Some damage has been done to this blue hyacinth. Still, it will smell as sweet, if only I was heartless enough to cut it for indoor use I could enjoy it's heady scent in the house.


Bonding over yoghurt.

The hens have now come to an understanding. Massive chicken (Lola) and our two bantams (Shakira "Shaksta" & Buck Bucky "Buckster") are all in the greenhouse having a dust bath. The breakthrough came yesterday over a pot of yogurt. Shakira will always ignore everything else when there is food about and so, whilst Buckster had her longed for dust bath (a rare treat now the greenhouse is temporary home to Lola) Shakira chowed down over a pot of yogurt which we give them for good digestion. Lola was given a pot when we first had her but she ignored it and after three days it had a crust of dust on it so I threw it out.

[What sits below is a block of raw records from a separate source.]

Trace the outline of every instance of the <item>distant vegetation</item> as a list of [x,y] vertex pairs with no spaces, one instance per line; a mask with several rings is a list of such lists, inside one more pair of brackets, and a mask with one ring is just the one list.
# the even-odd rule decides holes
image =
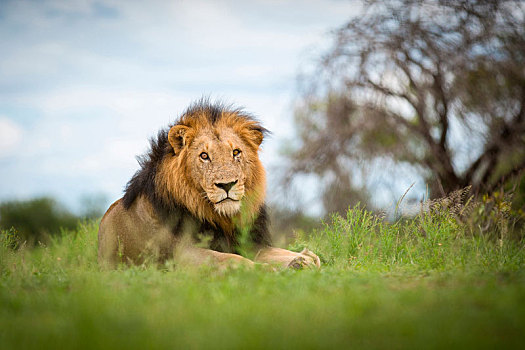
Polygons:
[[48,242],[50,236],[62,230],[73,230],[79,220],[99,218],[102,215],[101,196],[83,199],[83,213],[75,215],[50,197],[30,200],[12,200],[0,203],[0,229],[17,232],[26,245]]
[[61,229],[72,230],[78,219],[52,198],[0,203],[0,227],[14,228],[29,243],[46,242]]

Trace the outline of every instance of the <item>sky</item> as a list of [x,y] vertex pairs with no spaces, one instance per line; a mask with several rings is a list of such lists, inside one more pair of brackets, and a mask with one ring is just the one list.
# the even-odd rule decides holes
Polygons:
[[[297,76],[355,1],[0,0],[0,200],[122,196],[148,138],[202,96],[293,136]],[[268,174],[271,200],[278,191]]]

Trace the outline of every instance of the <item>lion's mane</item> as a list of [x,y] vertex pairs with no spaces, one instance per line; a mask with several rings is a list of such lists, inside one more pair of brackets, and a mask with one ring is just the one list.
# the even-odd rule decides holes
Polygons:
[[[201,198],[190,195],[182,195],[179,198],[175,198],[176,196],[172,195],[173,191],[169,191],[166,188],[173,185],[169,183],[171,180],[166,178],[166,162],[175,156],[175,151],[169,141],[170,129],[175,125],[198,124],[203,116],[211,125],[220,125],[221,123],[243,124],[249,125],[252,130],[258,131],[261,135],[268,132],[253,116],[242,109],[232,108],[220,103],[212,104],[207,100],[198,101],[191,105],[178,121],[160,130],[156,137],[150,139],[150,150],[137,158],[140,170],[128,182],[122,203],[124,208],[129,209],[139,197],[143,197],[151,203],[159,218],[175,221],[173,234],[180,234],[181,227],[185,222],[197,222],[200,228],[196,231],[199,234],[212,237],[210,248],[218,251],[233,252],[238,245],[239,235],[245,227],[236,225],[232,222],[232,218],[225,218],[209,208],[204,208],[203,206],[206,206],[206,202],[200,200]],[[228,120],[225,118],[228,118]],[[253,154],[257,157],[256,152]],[[183,161],[191,160],[184,159]],[[257,185],[261,185],[264,188],[264,184],[257,183],[258,181],[264,181],[264,169],[258,159],[257,162],[250,162],[250,164],[257,168],[252,169],[252,178],[247,179],[247,183],[251,183],[251,186],[247,186],[246,194],[247,196],[251,195],[254,199],[252,199],[250,205],[244,208],[242,216],[251,218],[251,220],[248,220],[247,225],[249,226],[248,231],[253,243],[270,245],[264,194],[250,193],[250,190],[257,187]],[[188,174],[175,173],[170,174],[170,176],[182,178],[188,176]],[[169,185],[166,185],[166,183]],[[177,182],[179,186],[188,186],[187,184],[187,181]],[[186,194],[195,192],[191,190],[187,189],[187,191],[180,192]],[[233,221],[235,221],[235,218],[233,218]]]

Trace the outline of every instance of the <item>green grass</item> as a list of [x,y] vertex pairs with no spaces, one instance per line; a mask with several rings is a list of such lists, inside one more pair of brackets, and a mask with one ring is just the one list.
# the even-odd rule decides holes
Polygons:
[[522,347],[524,244],[467,232],[354,208],[292,245],[321,270],[278,272],[101,271],[96,223],[31,250],[4,232],[0,348]]

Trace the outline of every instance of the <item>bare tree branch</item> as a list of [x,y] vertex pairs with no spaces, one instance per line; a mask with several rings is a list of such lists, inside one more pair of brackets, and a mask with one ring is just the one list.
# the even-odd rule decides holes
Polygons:
[[312,76],[291,169],[329,178],[328,192],[382,158],[413,165],[431,196],[508,178],[525,158],[518,11],[518,0],[366,2]]

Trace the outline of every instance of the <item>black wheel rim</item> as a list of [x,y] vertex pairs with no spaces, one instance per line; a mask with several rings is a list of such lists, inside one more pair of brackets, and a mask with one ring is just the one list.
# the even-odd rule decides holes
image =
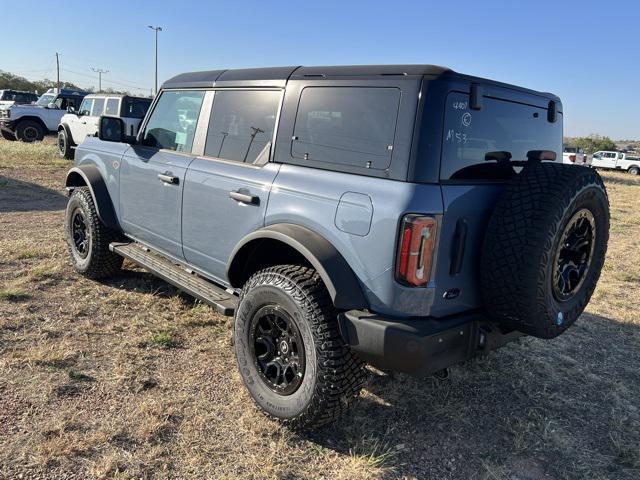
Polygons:
[[251,319],[249,345],[264,384],[279,395],[291,395],[302,383],[304,344],[293,318],[277,305],[260,308]]
[[25,140],[31,142],[38,138],[38,129],[36,127],[27,127],[24,129]]
[[553,294],[556,300],[571,300],[587,276],[596,239],[596,222],[591,211],[576,212],[567,222],[553,264]]
[[89,228],[84,212],[80,209],[71,214],[71,239],[73,247],[81,258],[86,258],[89,253]]

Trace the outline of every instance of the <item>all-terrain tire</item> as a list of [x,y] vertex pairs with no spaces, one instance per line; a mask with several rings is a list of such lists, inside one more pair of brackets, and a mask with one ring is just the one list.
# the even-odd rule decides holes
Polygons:
[[[571,244],[590,251],[590,262],[583,263],[587,253],[575,257],[569,250],[571,237],[566,235],[574,224],[584,224],[580,228],[587,232],[593,230],[584,236],[591,241]],[[560,335],[591,298],[608,238],[609,201],[594,169],[546,162],[526,166],[506,187],[487,227],[481,289],[488,313],[505,327],[528,335]],[[571,261],[563,260],[570,255],[574,255]],[[561,266],[571,271],[575,265],[587,267],[573,269],[582,276],[572,277],[574,289],[568,289],[565,297],[558,293],[558,286],[568,283],[564,278],[558,280],[562,277],[559,272]]]
[[44,128],[35,120],[20,120],[16,125],[16,138],[22,142],[37,142],[44,138]]
[[71,139],[64,128],[58,131],[58,154],[67,160],[73,160],[74,150],[71,148]]
[[15,142],[16,140],[16,136],[11,132],[7,132],[6,130],[0,130],[0,136],[2,136],[2,138],[4,138],[5,140],[9,140],[10,142]]
[[[251,345],[253,319],[270,305],[288,314],[304,346],[304,375],[287,395],[268,386]],[[240,374],[268,416],[295,430],[318,427],[340,416],[358,396],[366,376],[363,362],[344,343],[337,312],[314,269],[279,265],[254,274],[244,285],[234,323]]]
[[631,175],[640,175],[640,167],[636,167],[634,165],[632,167],[629,167],[629,170],[627,170],[627,172],[629,172]]
[[[82,222],[84,227],[77,228]],[[84,243],[77,242],[82,230],[85,232]],[[76,272],[97,279],[114,275],[122,267],[123,258],[109,251],[109,244],[122,241],[123,237],[100,221],[88,187],[75,188],[69,198],[65,212],[65,232],[71,263]]]

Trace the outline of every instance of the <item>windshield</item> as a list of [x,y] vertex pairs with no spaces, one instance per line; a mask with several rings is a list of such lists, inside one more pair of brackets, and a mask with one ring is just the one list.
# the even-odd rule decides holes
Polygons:
[[56,96],[55,95],[42,95],[38,101],[36,102],[36,105],[40,105],[42,107],[46,107],[47,105],[49,105],[50,103],[53,103],[53,101],[55,100]]

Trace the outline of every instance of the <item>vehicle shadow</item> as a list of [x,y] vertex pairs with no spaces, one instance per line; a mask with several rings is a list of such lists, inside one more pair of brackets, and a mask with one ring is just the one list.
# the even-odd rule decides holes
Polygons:
[[67,198],[36,183],[0,175],[0,212],[33,212],[64,210]]
[[[628,174],[626,172],[624,173],[618,173],[616,172],[615,175],[607,175],[606,173],[603,174],[602,171],[600,171],[600,174],[602,175],[602,178],[604,179],[605,185],[610,183],[613,185],[623,185],[625,187],[640,187],[640,177],[638,176],[633,176],[631,174]],[[625,178],[625,175],[627,178]]]
[[387,478],[637,478],[640,329],[584,314],[437,380],[372,372],[362,398],[303,438]]

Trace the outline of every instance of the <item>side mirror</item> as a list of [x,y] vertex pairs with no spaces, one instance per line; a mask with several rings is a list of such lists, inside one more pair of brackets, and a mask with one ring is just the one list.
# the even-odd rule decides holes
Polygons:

She hasn't been used to variety in her diet so studiously ignored the 'treat'. However, seeing Shakira wolfing it down so gluttonously she decided to try it out. In a minute they were like nodding dogs, heads in the pot and then head thrown back to flick the excess all over the deck and themselves. Once Buckster joined them the pot was empty and the girls were nonchalantly ferreting about the garden, looking for young grass tips and bugs.
 Lola wants what Shakira has....., she just doesn't know how good it tastes yet.

Look at Shakira's beak, she is such a messy easy!

Chowing down.

Buckster decides she isnt' ready to feel the love yet and has a lone dust bath in the greenhouse.
Where are the others? It's lonely in here!

Here come the girls to join Buckster for a communal bath before a spot of lunch.
 All together in the depleted parsley patch, Lola towers over our bantam girls.

Buckster, who is used to being the boss makes a hasty retreat when Lola encroaches on her space.
Even the cat gets in on the act. Socks, from next door casts a glance in their direction. She's hoping for a fat toad to hop into the undergrowth.